The new report — based on assessments taken by more than 1.6 million elementary school students who had returned to the classroom in the spring — is the latest indication that students who were already experiencing educational inequities were also hit hardest by the crisis.
For example, students attending schools whose student bodies were mainly Black or Hispanic ended the school year six months behind where they normally would have been in math, compared with four months behind for students in mainly white schools.
Similarly, students who attended a school where the average household income was less than $25,000 a year were seven months behind in math by the end of the term, compared with four months behind for schools where the average income was greater than $75,000.
“The pandemic hit everyone, but it hit kids who were already vulnerable hardest,” said Emma Dorn, an associate partner at McKinsey and the lead author of the report.
“That really widens some of the pre-existing opportunity and achievement gaps we were already facing in our country,” Ms. Dorn said.
Researchers used data provided by Curriculum Associates, an assessment company, and compared student performance this spring to the performance of demographically similar groups in the springs of 2017, 2018 and 2019.

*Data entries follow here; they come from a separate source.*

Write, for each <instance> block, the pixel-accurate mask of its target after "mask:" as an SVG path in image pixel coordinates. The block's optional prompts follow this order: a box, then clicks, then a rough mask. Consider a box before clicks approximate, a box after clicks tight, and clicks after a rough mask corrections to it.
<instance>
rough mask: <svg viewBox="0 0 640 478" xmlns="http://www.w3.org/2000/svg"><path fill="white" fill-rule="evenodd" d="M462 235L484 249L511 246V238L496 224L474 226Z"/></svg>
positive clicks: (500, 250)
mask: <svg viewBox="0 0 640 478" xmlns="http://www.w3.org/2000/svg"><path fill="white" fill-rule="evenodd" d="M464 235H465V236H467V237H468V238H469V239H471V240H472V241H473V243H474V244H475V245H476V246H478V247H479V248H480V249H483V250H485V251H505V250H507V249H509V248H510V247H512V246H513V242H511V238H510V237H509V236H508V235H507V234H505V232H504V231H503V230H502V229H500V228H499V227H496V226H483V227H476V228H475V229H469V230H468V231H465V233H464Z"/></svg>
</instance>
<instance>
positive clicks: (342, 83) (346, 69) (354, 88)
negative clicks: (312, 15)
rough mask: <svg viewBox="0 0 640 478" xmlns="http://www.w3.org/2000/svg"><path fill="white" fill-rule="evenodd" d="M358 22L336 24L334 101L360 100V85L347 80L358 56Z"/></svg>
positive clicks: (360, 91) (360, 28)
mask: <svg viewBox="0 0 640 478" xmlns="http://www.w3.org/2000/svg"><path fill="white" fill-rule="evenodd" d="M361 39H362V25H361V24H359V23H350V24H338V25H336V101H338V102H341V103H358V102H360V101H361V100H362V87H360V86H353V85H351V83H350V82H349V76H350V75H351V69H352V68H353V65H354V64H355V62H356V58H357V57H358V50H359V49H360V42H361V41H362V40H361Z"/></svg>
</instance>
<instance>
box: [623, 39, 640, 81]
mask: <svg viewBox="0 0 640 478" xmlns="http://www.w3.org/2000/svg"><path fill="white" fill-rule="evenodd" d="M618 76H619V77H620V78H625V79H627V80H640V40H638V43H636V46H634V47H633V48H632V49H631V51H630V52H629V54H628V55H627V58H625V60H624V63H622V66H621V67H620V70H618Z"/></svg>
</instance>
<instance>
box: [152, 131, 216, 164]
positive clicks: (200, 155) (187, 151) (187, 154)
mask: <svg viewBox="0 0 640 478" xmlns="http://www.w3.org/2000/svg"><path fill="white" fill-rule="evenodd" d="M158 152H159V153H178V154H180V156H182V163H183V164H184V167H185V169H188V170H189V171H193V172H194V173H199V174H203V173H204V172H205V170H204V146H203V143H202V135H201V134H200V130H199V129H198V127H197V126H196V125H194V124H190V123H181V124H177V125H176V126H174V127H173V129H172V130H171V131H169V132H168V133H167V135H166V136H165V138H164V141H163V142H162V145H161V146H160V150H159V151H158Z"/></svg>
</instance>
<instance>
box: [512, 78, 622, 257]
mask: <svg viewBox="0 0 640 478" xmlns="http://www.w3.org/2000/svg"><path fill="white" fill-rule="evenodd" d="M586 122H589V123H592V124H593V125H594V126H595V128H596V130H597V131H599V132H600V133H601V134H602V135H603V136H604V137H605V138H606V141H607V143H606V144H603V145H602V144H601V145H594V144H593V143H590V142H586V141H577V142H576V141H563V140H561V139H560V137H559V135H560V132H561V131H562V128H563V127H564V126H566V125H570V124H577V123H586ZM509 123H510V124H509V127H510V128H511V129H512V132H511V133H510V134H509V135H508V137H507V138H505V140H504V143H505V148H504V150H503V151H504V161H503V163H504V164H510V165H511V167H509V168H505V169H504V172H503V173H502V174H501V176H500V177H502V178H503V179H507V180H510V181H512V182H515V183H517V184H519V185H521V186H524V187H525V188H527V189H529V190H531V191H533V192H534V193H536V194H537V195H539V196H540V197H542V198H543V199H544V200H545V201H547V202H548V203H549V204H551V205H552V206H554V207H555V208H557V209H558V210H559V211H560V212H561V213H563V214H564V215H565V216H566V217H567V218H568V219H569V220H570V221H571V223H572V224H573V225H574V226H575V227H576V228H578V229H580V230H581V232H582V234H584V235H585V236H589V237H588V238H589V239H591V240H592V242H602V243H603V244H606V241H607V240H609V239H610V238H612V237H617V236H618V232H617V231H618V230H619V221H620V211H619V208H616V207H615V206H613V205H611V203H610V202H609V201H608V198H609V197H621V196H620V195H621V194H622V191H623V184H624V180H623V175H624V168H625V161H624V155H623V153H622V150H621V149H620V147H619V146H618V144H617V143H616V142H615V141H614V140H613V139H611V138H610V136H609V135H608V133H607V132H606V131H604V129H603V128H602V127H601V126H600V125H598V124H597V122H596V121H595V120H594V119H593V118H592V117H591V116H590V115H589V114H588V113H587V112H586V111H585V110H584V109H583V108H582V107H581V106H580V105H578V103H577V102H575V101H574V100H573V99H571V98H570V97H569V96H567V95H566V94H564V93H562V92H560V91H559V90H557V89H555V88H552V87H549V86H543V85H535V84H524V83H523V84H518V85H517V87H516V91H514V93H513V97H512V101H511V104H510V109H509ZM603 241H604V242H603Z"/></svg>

The disparities probably reflect a number of factors, including less access to technology, higher rates of Covid-19 and higher unemployment in low-income communities and communities of color, and the fact that schools in major cities tended to stay longer with remote instruction. The report found that students in more urban schools experienced greater setbacks than those at rural schools, which generally returned to in-person learning sooner.
“You can’t look at the results in a vacuum,” said Pedro Noguera, dean of the University of Southern California Rossier School of Education, who called on schools to use federal funding to hire additional employees and devise individualized recovery plans for every student.
“If you have one teacher with 33 kids, that is not going to be a recipe for addressing this problem,” he said.